The Saratoga Lake watershed contains some of the fastest growing areas in Saratoga County, and the increasing development activities within the watershed have raised concerns in the community about sustaining the lake’s resilience and integrity. Sustainable Saratoga believes it is time to renew and invigorate a coordinated approach to reducing threats to water quality within the Saratoga Lake watershed, by supporting the monitoring of lake health, and by taking into account the cumulative impacts of present and future development to the area.

Saratoga Lake Watershed, as delineated by NYSDEC

An inter-municipal, comprehensive approach to development within the Saratoga Lake area is called for. An intermunicipal agency charged with protecting the lake already exists: The Saratoga Lake Protection and Improvement District (SLPID), formed by the New York State Legislature in 1986. It is the lead government agency responsible for the protection and well-being of Saratoga Lake and the lands that surround it. The SLPID district includes the municipalities surrounding the Lake: the City of Saratoga Springs, and the Towns of Malta, Saratoga, and Stillwater, and representatives from those municipalities sit on its board. SLPID “ensures the preservation of real property values within the district, improve the water quality of Saratoga Lake, thereby enhancing the opportunities for public water-related recreational activities, conserve the fish and wildlife while enhancing the scenic beauty,” according to its Mission Statement.

Saratoga Lake is primarily fed by surface waters, which makes the health of the lake vulnerable to land use activities within the watershed. Excess nutrients and sediment enter lakes from a variety of sources — including agricultural and urban development activities — and increase the likelihood of algal blooms and dominance by invasive species. Development increases stormwater runoff, which is a major source of sediments, nutrients, pesticides, road salt, animal feces, and heavy metals to lake systems. These pollutants lead to water quality decline, loss of fish and wildlife habitat, and ultimately a reduction in the many benefits that a lake provides. These changes, in turn, can impair aesthetic enjoyment, lower property values, and reduce recreational appeal for boating and fishing.

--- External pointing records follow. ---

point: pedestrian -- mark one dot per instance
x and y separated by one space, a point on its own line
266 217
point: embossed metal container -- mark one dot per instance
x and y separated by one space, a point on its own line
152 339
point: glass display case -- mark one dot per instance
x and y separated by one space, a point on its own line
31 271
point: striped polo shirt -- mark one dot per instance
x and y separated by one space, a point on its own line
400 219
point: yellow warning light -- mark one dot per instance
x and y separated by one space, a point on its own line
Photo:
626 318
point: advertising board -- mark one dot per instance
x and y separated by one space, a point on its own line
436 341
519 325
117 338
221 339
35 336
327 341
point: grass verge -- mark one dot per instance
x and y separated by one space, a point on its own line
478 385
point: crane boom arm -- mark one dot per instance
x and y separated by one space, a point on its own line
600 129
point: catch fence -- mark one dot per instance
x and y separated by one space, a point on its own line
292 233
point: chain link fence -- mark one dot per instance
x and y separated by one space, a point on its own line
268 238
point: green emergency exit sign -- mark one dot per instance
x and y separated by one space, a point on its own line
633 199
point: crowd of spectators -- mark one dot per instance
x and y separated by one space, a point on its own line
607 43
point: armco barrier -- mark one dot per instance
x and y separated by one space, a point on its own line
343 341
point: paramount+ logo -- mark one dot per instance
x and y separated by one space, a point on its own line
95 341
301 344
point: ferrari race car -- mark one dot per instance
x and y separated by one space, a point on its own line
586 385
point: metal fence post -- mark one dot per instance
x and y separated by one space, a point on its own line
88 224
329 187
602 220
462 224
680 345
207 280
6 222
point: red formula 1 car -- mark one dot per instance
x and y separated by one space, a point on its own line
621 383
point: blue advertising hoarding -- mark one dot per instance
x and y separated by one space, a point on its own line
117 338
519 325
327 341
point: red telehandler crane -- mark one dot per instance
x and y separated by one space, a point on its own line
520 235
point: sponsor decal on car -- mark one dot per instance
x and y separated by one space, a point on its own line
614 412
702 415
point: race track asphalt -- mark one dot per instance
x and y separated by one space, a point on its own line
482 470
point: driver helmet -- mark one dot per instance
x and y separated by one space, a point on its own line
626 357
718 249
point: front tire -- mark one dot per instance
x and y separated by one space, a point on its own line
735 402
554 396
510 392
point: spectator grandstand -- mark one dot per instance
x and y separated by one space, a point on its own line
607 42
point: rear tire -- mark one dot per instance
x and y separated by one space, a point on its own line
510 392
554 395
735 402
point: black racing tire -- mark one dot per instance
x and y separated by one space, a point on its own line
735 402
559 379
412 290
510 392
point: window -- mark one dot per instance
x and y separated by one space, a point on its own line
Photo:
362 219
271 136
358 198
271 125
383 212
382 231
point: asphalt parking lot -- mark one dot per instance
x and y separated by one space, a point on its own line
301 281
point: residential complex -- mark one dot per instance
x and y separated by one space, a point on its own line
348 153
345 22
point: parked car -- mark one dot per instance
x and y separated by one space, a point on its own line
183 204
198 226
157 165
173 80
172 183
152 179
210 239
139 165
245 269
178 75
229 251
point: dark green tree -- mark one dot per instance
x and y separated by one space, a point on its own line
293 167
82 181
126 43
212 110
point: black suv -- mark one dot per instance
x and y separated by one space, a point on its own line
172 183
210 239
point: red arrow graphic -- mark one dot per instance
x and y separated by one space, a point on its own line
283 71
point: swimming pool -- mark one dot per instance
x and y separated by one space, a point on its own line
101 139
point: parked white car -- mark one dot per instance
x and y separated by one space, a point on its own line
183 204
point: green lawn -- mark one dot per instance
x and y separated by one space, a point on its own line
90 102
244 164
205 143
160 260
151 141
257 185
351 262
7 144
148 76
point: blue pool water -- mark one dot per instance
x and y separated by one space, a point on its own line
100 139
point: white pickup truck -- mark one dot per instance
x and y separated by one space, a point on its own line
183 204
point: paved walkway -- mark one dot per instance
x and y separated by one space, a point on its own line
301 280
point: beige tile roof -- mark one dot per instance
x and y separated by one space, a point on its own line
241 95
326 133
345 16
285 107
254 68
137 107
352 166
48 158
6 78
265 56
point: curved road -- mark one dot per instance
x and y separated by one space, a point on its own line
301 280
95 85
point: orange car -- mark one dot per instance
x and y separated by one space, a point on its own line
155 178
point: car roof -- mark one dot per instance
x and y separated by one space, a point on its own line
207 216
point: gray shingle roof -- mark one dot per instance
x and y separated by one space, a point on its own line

Human activities within the Saratoga Lake watershed impact the overall health of Saratoga Lake and its tributaries. Development and agricultural activities result in increased sediment and nutrients to the lake. The availability of municipal wastewater treatment and concurrent reduction in septic inputs to the lake have reduced some of the nutrient inputs, but nutrient inputs remain a threat to lake health. Invasive species are a chronic problem and algal blooms are not uncommon in the summer months. Increasing salt levels in the lake water indicate that road salt may be an emerging threat to the lake’s health.

Sustainable Saratoga feels that any effective plan to protect Saratoga Lake must consider the entire watershed. In fact, a Watershed Management Plan for Saratoga Lake was created for SLPID in 2002. It addressed topics including stormwater management; natural resources protection; invasive species management; water quality monitoring; enhancement of recreational opportunities; and general lake management.

This Watershed Management plan established goals and recommendations and called for the “Watershed Approach,” which considers the lake and its entire drainage area as a total interconnected system, and regards watershed boundaries, rather than municipal boundaries, to be the best way to target pollution from point and non-point sources. The Watershed Approach also “offers a unique opportunity for citizens to get involved in the process” by having lake communities “link together to develop innovative ways to solve pollution problems…” [Land to Lake Perspectives, March 2002, p.4]. 

A watershed approach that includes all of the communities within it maximizes our available resources.  And, by integrating the input of local governments and officials, county agencies and programs, and citizens and stakeholders into a cooperative management effort, we maximize both decision-making and consensus. It is this consensus, the broad agreements to act unanimously and together, that is the greatest strength of the “watershed approach.” The SLPID report recommended a standardization of land use regulations between communities to ensure uniform protections for the lake. Since the report was issued, however, communities still have disparate standards and inconsistent protections in place for the long-term health and integrity of Saratoga Lake.

Moving forward, a multi-community, comprehensive watershed approach should be undertaken or enhanced and supported, before expanding development pressures threaten one of our area’s most important natural resources. It is crucial for the leaders and residents of all of the communities within the Saratoga Lake watershed to work cooperatively and practice good stewardship to keep our lake healthy into the future.

Sustainable Saratoga is a not-for-profit advocacy organization based in Saratoga Springs. Its mission is to promote sustainable practices and the protection of natural resources, through education, advocacy, and action, for the benefit of current and future generations in the Saratoga Springs area. Since 2008, Sustainable Saratoga has been a leader in promoting awareness of environmental issues and what we as a community can do to minimize our ecological impact.